Schmith, T.; Thejll, P., and Nielsen, J.W., 2016. Discussion of: Hansen, J. M., Aagaard, T. and Kuijpers, A., 2015. Sea-level forcing by synchronization of 56- and 74-year oscillations with the Moon's nodal tide on the northwest European shelf (eastern North Sea to central Baltic Sea). Journal of Coastal Research, 31(5), 1041–1056.

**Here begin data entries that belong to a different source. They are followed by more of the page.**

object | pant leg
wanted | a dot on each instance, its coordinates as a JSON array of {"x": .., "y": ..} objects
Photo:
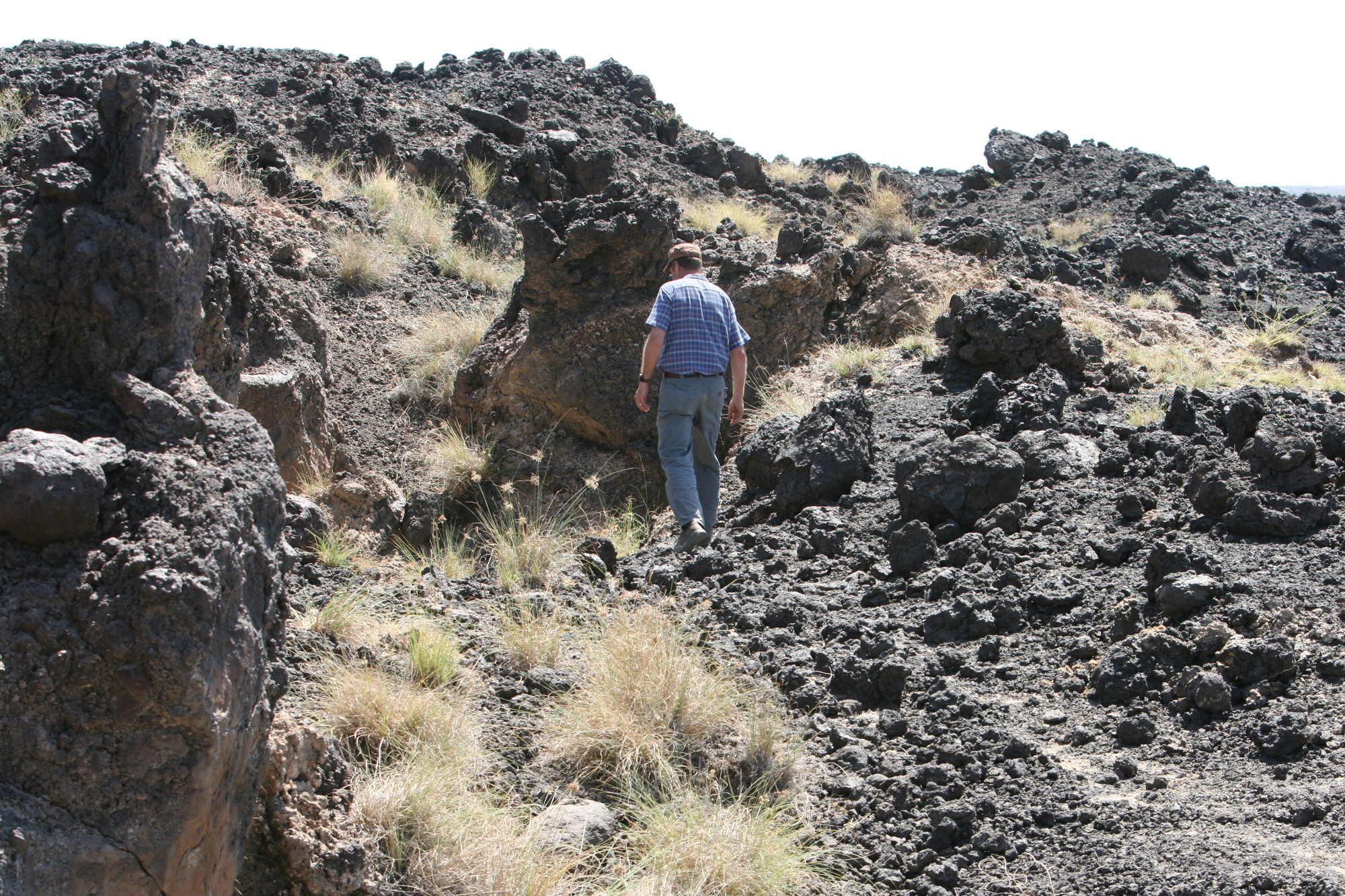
[
  {"x": 705, "y": 435},
  {"x": 676, "y": 421}
]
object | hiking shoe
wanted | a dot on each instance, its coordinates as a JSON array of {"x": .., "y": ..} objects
[{"x": 692, "y": 537}]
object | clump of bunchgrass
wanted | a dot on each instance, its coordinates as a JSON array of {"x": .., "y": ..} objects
[
  {"x": 11, "y": 114},
  {"x": 434, "y": 657},
  {"x": 446, "y": 551},
  {"x": 692, "y": 845},
  {"x": 649, "y": 704},
  {"x": 364, "y": 260},
  {"x": 453, "y": 460},
  {"x": 494, "y": 272},
  {"x": 531, "y": 633},
  {"x": 337, "y": 548},
  {"x": 436, "y": 348},
  {"x": 789, "y": 392},
  {"x": 529, "y": 546},
  {"x": 481, "y": 177},
  {"x": 345, "y": 611},
  {"x": 849, "y": 360},
  {"x": 707, "y": 214},
  {"x": 786, "y": 171},
  {"x": 1156, "y": 300}
]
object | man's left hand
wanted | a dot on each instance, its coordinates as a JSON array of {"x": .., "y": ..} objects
[{"x": 735, "y": 409}]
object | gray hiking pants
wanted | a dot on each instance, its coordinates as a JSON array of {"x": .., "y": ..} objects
[{"x": 689, "y": 427}]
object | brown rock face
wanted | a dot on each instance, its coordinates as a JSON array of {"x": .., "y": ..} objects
[{"x": 141, "y": 643}]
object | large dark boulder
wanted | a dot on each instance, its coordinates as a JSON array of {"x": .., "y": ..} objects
[
  {"x": 831, "y": 450},
  {"x": 961, "y": 479},
  {"x": 1011, "y": 331}
]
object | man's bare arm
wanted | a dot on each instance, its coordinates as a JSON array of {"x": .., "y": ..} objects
[
  {"x": 739, "y": 374},
  {"x": 649, "y": 358}
]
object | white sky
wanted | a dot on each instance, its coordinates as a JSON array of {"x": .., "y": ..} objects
[{"x": 1253, "y": 91}]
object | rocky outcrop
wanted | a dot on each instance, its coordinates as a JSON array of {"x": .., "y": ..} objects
[{"x": 141, "y": 642}]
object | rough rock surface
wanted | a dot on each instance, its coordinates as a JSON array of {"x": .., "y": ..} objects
[{"x": 141, "y": 643}]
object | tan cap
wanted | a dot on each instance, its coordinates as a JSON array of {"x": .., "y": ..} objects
[{"x": 681, "y": 251}]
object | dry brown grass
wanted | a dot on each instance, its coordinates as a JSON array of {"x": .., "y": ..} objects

We criticize important aspects of the analysis presented in Hansen, Aagaard, and Kuijpers (2015) (hereafter “HAK”) and thereby cast doubt on their conclusions. HAK claim that 18.6-year variations in sea level are supported by tidal theory, but this is not the case; therefore, the existence of such variations must be explicitly shown. We calculated the amplitude spectrum of the annual sea level by harmonic analysis and found no significant peaks at the periods claimed by HAK. Next, we used results given by HAK to reconstruct their decomposition and formed the residuals by subtracting the decomposition from the original data. We found that the variability near 18.6 years is present in the residuals, showing that the decomposition by HAK does not describe this variability. This motivated us to redo HAK's analysis, and we found a seven times lower amplitude for the 18.6-year periodicity than claimed by HAK. Finally, we discuss HAK's mode selection criteria, based on correlation coefficients of trending series, and find them invalid. Therefore, we performed a significance test based on a Monte Carlo technique and conclude that none of the modes identified by HAK are statistically significant.